Filomeno Manaças | Jornal de Angola | opinião
A democracia angolana passa por um momento em que enfrenta sérios desafios. Mas essa é uma razão por que devemos permanecer firmes e decididos a defender os seus valores fundamentais e a não permitir que pirómanos dispostos a incendiar a pradaria tomem de assalto o palco político.
Os incidentes de segunda-feira,
em que a greve dos taxistas foi aproveitada para se saquear e vandalizar o
comité de acção do MPLA, no distrito do Benfica, e apedrejar e incendiar um
autocarro onde seguiam trabalhadores da saúde, não nos deve levar a confundir
as situações, nem a aceitar o inaceitável.
Em democracia, o direito à greve e à manifestação é uma prerrogativa que tem
consagração constitucional e legal, à qual devem fazer recurso todas as
entidades beneficiárias que entenderem se terem esgotado as vias normais
(diálogo/negociações) para fazer valer os seus interesses. Mas esse direito não
pode, não deve ser exercido ou o seu exercício pressupor a ofensa grave a
outros direitos.
Nenhuma paralisação laboral ou manifestação pode ser sinónimo de saque, de
vandalização, de destruição, de atear fogo e incendiar quem quer que seja ou de
qualquer instituição que seja. Não importa se de um comité de acção do MPLA, de
um comité de acção da UNITA, de uma estrutura de qualquer outra formação
política, de bens públicos ou privados. A mão firme e pesada das autoridades
deve fazer-se sentir para assegurar a ordem e tranquilidade públicas.
O que ocorreu segunda-feira acabou por manchar a greve dos taxistas, que têm a obrigação de, perante a sociedade, trabalhar para demonstrar que agem de modo livre, sem influências de forças políticas e movidos apenas pela vontade de defender os seus interesses.
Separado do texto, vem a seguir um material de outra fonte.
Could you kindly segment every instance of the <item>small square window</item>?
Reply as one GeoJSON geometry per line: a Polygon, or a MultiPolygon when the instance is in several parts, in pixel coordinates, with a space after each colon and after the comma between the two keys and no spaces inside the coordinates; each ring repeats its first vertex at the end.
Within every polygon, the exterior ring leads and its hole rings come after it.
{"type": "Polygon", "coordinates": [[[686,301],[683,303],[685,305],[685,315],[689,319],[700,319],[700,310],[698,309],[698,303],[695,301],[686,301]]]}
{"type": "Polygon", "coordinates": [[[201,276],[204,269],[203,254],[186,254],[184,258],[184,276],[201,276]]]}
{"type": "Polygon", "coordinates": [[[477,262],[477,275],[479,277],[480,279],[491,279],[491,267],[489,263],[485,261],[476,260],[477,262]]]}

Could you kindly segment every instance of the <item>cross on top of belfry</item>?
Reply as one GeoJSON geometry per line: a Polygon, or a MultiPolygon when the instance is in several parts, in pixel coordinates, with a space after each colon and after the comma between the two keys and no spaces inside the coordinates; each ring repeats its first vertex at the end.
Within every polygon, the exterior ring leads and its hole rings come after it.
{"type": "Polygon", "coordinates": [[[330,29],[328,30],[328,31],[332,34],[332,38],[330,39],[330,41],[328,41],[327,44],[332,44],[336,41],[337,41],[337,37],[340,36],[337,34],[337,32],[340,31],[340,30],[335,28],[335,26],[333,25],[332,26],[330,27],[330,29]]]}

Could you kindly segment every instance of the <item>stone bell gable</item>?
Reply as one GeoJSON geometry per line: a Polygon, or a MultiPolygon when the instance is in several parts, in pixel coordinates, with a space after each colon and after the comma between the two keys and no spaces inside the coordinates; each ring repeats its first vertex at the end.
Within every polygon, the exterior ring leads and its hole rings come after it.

Ficou evidente, nas intervenções feitas na rádio, que os taxistas queixam-se de estarem a ser arrastados num diálogo que mais parece de surdos, em que há poucos resultados concretos na satisfação das suas reivindicações, denotando um tratamento menos sério em relação às suas preocupações, apesar de o tempo em que se anda a negociar com as autoridades aparentemente sugerir que as coisas estão a andar e estão no bom caminho.
Sendo legítimas as questões suscitadas pelos taxistas, até porque a maior parte delas bem acolhidas, o desafio que têm pela frente está em lutar para impor a separação de águas, ou seja, fazer valer as suas reivindicações no plano estritamente associativo, algo que não parece ser fácil, tendo em conta relatos de compromissos partidários que algumas das suas figuras ou integrantes possuem, o que não permite afastar de todo a tese da existência de motivações políticas nos actos de vandalismo ocorridos na segunda-feira.
Outro aspecto não menos relevante, e que não pode passar despercebido, é que quem está em greve não tem o direito de obrigar quem não quer aderir à paralisação a fazê-lo. É do mais elementar princípio do Direito que a vontade é fundamental na autodeterminação das pessoas. Ameaçar, coagir os colegas a desembarcarem passageiros e inibi-los de exercer a actividade configura violação de direitos. É, todavia, importante que os taxistas possam exercer a sua actividade com a dignidade que reclamam, como aliás é direito de qualquer outra profissão.
Os incidentes de segunda-feira colocaram à prova, mais uma vez, a serenidade e a capacidade das forças da ordem pública, que actuaram sem embarcar no convite para a violência feita de forma deliberada. Quem tentou imolar o jornalista da Palanca TV, quem saqueou e incendiou os bens do comité de acção do MPLA, no distrito do Benfica, quem apedrejou o autocarro da saúde com os trabalhadores no seu interior, fê-lo de forma consciente e em busca de resultados. Quem, realmente, está comprometido com a democracia não pode olhar para tudo isso e achar normal e esperar que, amanhã, as coisas se repitam. É preciso parar essa maneira de ver a democracia como permissão para tudo.